Final image includes no test frameworks (pytest gone), no linting tools (black, mypy gone), no build tools (gcc, etc. gone), only Python runtime plus production dependencies plus app code, runs as non-root user, health checks enabled, and is ~150 MB total.
Summary: Two Images for Success
The two-image pattern offers multiple significant benefits that compound to improve production reliability and security. It separates concerns by keeping build complexity contained in the builder stage separate from runtime simplicity in the production stage.
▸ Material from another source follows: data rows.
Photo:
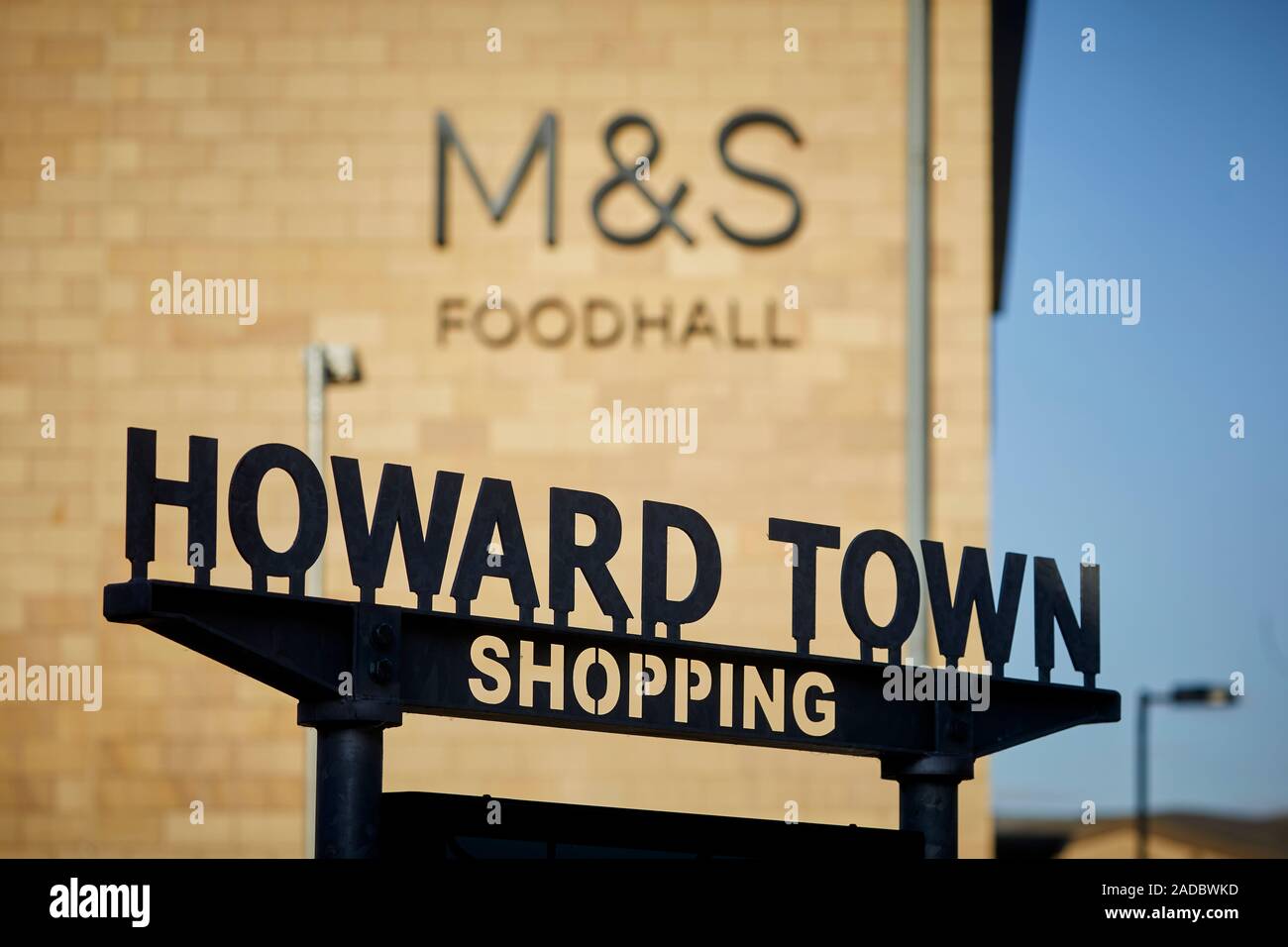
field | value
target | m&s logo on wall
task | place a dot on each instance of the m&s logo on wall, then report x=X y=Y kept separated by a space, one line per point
x=601 y=322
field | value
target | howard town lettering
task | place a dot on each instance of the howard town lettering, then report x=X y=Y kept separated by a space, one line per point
x=497 y=664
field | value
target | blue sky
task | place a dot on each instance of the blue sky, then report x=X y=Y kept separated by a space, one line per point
x=1119 y=434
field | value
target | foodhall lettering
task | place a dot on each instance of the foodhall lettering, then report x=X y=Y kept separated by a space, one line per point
x=596 y=322
x=737 y=688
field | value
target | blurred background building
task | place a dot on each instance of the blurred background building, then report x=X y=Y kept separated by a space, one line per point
x=223 y=163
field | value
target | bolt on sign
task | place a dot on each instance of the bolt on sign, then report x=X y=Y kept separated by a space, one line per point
x=653 y=684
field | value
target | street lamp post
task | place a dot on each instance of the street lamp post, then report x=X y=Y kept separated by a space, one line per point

It reduces image size by five to ten times in production images, directly improving deployment speed and registry efficiency. It improves security with fewer packages, fewer potential CVEs, and a limited attack surface for adversaries. It speeds deployment through faster image pulls across networks and faster container startup times. It simplifies vulnerability scanning with less surface area to scan and fewer false positives from development-only packages. It enables testing by allowing comprehensive test suites to run in the build stage while the runtime image can be deployed with confidence.
Build images are intentionally large and complex, including all tools needed for compilation and testing. Runtime images are small and focused, containing only what's needed to execute. Use both together as part of a complete, secure build and deployment pipeline.
For any application with compilation or a build step, multi-stage builds are not optional—they're essential for production readiness and security.